At last, the family had noticed they were missing, and after scouring the fairground, had gathered themselves quite a large group of searchers, who had eventually converged upon the Allfair officers’ booth, more to report the girls’ disappearance than out of any suspicion they might be held there. The furore that had ensued had resulted in somewhat greater circumspection from the officials since then; even so, the incident had sparked brawls that night, and even now the mood was tense.
‘Did you see me, Saro?’
Tanto Vingo leapt the rope and clapped his brother on the back so hard that Saro yelped.
‘I was magnificent, even if I say so myself. Did you see how I wrong-footed him at the last? Feint, feint, block, turn—’ he mimed out his win for Saro’s benefit ‘—let him catch me a glancing blow on the dagger, then bam! Straight in under his arm. If it wasn’t for that stupid competition button they make you put on the point, I’d have skewered him nicely.’
Saro stood there, swaying, his eyes unfocused, feeling the triumph and bloodlust sweep through him from Tanto’s touch; and then it ebbed away as abruptly as it had come, leaving him feeling empty, stranded.

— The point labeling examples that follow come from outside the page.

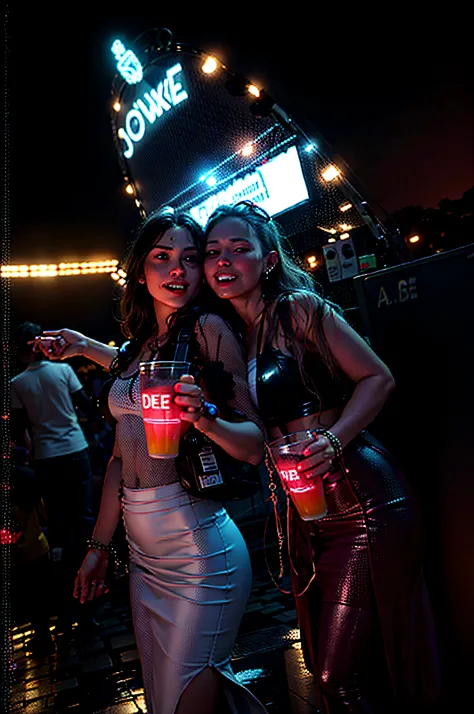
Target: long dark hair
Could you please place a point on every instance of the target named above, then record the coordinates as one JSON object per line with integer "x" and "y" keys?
{"x": 137, "y": 313}
{"x": 284, "y": 282}
{"x": 138, "y": 319}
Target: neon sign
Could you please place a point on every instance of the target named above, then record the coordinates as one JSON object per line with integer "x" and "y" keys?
{"x": 151, "y": 107}
{"x": 276, "y": 186}
{"x": 128, "y": 63}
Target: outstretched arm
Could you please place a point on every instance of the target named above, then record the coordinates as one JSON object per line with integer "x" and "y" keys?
{"x": 64, "y": 343}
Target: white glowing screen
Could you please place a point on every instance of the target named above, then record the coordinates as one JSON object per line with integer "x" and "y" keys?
{"x": 275, "y": 186}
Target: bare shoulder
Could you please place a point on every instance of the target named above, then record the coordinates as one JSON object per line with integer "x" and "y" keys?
{"x": 305, "y": 308}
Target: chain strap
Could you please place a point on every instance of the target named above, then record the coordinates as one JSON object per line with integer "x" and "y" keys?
{"x": 272, "y": 487}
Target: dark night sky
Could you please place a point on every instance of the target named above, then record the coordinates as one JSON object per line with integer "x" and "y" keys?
{"x": 394, "y": 102}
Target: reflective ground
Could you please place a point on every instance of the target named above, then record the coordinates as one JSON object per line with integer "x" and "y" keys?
{"x": 97, "y": 669}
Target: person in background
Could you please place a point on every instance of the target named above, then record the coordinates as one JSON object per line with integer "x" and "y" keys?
{"x": 44, "y": 398}
{"x": 362, "y": 603}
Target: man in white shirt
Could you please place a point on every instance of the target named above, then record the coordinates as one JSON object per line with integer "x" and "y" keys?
{"x": 43, "y": 400}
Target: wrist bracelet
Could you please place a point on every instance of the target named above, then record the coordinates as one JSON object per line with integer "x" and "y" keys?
{"x": 94, "y": 544}
{"x": 333, "y": 439}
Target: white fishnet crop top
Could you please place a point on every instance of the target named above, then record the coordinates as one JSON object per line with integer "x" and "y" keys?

‘Wrecked the dagger though.’ Tanto pulled the blade from its sheath and waved it under his brother’s nose.
The blade, albeit slightly notched, was otherwise undamaged, though little spatters of blood had dried along its length and Saro found himself wondering whether it had come from his brother’s opponents in the swordplay, or from the old mood-stone-seller Tanto had so needlessly killed. It was typical of his brother that he would not bother to clean the weapon properly: that was a job for a slave to do, if he had thought to make the instruction.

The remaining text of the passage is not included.